Mrs. Stewart told the girls, that night, what had been said, but they all felt sure something must turn up in the next day or two. So the next morning before starting out, they laid out a regular plan of work.
“Mother and Eleanor will start where we left off, yesterday, and weave a search back and forth downtown until they reach the hotel. I will take Polly and, beginning at Washington Square, work uptown until we finish. If either of us find anything at all decent, and in an agreeable neighborhood, pay down a deposit to hold it and be sure to get a receipt as a binder—Mr. Latimer told me that much. Then we will all go for the second inspection and decide. Dr. Evans said we’d better pay down several deposits rather than lose a place, as we can quickly sell out any option we have for more than we paid down.”
Having instructed her friends, Anne added one last bit of advice: “We will go as high as $3,000 a year for seven rooms, or $1,500 for four to five rooms—no more, as that is all shelter is worth. If we can’t find a place at that price, we’ll stay in a hotel!”
So the second day of house-hunting went forward by two divisions instead of one, and all that day Mrs. Stewart and Eleanor experienced the same snubs, weariness, and failures, as thousands of other home-hunters in New York had. And at evening they returned wearily to the hotel to hear what Anne had accomplished.
“Polly and she have not yet arrived,” announced Eleanor, as Mrs. Stewart and she entered their suite.
“I hope she has had better luck than we can brag about,” added Mrs. Stewart, dropping into an easy chair.
A long time after the “first division” had returned, baffled, to the hotel, Anne and Polly burst into the room with happy faces.

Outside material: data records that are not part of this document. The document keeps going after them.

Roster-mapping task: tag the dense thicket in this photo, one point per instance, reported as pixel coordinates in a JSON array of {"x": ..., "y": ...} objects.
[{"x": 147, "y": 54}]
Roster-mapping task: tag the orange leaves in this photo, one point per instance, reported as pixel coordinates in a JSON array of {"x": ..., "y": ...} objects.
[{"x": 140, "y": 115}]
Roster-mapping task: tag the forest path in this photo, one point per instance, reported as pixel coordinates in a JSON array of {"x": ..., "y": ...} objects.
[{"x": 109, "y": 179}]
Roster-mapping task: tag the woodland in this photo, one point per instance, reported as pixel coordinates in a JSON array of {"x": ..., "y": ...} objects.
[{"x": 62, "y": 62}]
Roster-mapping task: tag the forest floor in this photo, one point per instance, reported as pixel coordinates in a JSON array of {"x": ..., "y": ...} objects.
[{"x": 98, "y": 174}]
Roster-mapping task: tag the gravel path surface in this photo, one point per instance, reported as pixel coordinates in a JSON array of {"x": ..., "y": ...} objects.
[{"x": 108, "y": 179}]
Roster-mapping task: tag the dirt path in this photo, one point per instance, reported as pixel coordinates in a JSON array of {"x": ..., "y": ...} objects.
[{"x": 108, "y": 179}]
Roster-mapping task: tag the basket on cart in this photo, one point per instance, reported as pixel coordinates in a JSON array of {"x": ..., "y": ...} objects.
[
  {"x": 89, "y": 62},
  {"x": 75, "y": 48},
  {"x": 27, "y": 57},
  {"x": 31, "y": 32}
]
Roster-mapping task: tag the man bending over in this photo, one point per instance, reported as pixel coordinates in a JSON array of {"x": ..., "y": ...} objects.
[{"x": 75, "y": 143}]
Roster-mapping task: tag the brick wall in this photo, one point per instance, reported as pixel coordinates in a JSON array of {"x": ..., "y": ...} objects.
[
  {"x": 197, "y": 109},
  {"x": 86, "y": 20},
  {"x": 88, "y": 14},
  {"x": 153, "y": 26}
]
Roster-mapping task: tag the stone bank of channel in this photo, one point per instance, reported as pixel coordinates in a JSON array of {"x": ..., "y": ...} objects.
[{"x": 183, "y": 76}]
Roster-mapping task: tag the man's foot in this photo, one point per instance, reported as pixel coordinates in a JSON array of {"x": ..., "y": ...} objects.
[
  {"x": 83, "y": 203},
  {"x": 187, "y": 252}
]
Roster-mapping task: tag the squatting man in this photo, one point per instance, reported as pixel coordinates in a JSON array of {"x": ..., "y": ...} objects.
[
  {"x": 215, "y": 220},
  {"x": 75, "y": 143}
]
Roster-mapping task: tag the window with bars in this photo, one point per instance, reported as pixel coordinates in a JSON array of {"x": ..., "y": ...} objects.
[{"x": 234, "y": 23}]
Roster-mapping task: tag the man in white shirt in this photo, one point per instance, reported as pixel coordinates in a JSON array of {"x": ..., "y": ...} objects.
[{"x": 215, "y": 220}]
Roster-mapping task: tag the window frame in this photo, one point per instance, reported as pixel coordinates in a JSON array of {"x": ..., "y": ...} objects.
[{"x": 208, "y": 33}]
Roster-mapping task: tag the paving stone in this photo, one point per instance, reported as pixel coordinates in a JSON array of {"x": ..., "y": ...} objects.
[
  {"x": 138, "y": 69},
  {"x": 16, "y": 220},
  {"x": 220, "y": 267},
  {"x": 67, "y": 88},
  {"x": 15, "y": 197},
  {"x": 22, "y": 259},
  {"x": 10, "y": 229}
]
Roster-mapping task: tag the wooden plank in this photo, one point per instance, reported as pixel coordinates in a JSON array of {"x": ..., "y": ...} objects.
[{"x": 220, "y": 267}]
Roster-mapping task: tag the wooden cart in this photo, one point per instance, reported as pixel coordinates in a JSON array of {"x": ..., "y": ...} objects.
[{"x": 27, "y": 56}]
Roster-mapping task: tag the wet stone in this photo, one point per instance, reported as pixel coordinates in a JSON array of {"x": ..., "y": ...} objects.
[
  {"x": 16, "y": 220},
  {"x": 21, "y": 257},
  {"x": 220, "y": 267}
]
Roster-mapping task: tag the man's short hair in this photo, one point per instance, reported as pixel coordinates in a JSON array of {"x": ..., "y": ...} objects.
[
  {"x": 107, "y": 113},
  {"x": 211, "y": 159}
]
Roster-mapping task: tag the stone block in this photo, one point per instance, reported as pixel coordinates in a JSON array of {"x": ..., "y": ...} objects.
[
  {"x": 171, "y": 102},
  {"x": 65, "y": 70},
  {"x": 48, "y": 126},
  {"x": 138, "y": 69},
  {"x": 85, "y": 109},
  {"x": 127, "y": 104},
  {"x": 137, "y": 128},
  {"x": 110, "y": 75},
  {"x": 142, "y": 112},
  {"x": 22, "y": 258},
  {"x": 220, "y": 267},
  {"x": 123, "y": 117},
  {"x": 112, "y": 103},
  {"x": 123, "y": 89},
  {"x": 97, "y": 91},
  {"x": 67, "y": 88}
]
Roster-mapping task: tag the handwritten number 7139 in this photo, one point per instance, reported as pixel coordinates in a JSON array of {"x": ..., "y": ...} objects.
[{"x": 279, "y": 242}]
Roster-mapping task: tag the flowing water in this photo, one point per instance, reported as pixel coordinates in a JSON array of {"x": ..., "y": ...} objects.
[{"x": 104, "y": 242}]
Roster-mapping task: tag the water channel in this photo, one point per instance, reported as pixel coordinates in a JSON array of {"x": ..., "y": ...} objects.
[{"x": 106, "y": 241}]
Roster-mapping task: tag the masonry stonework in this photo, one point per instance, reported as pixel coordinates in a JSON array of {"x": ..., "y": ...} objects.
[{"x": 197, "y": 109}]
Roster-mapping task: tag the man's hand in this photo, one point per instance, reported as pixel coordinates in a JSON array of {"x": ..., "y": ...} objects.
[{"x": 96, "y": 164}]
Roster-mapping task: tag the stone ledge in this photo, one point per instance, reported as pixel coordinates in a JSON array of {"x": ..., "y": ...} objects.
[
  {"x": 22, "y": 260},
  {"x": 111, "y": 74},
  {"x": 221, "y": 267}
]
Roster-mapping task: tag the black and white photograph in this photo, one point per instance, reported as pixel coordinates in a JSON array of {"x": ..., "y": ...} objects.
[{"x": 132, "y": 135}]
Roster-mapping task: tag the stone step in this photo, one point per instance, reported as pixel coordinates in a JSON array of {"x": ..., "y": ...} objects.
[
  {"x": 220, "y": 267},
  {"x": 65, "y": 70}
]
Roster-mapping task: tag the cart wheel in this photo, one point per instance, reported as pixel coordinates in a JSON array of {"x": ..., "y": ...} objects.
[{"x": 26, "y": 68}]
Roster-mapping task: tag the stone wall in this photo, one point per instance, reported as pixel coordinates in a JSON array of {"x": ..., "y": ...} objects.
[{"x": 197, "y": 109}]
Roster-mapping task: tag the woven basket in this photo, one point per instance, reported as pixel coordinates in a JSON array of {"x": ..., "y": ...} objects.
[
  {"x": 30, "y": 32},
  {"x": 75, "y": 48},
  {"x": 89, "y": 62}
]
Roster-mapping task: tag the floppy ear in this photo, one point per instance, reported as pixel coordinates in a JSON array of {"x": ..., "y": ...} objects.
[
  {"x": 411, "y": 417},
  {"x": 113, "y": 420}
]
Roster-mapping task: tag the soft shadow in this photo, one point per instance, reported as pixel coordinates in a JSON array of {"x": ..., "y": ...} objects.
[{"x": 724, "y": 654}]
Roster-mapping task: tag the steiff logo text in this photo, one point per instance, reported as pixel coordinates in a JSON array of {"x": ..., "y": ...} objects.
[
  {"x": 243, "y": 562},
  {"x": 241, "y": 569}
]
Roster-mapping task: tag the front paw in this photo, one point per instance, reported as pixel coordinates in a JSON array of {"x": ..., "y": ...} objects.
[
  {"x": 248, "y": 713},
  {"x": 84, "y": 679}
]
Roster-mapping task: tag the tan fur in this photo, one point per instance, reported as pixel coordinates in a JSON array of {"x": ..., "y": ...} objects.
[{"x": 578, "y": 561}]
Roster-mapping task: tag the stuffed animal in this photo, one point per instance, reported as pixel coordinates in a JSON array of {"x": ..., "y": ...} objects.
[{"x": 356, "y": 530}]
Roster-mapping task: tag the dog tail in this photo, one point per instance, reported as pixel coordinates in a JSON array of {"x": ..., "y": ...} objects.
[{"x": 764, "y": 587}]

“Oh, we just found the most wonderful place! Polly and I actually discovered it. We were giving up all hope of ever finding a decent apartment at any reasonable figure, and had started for the subway when we saw this one. The flower-boxes caught Polly’s eye, so we are really indebted to her for having secured our home.”
Anne’s enthusiasm was contagious, and instantly Mrs. Stewart and Eleanor wanted to know where it was located.
Anne and Polly exchanged smiling glances, as if the secret was too precious to impart to others.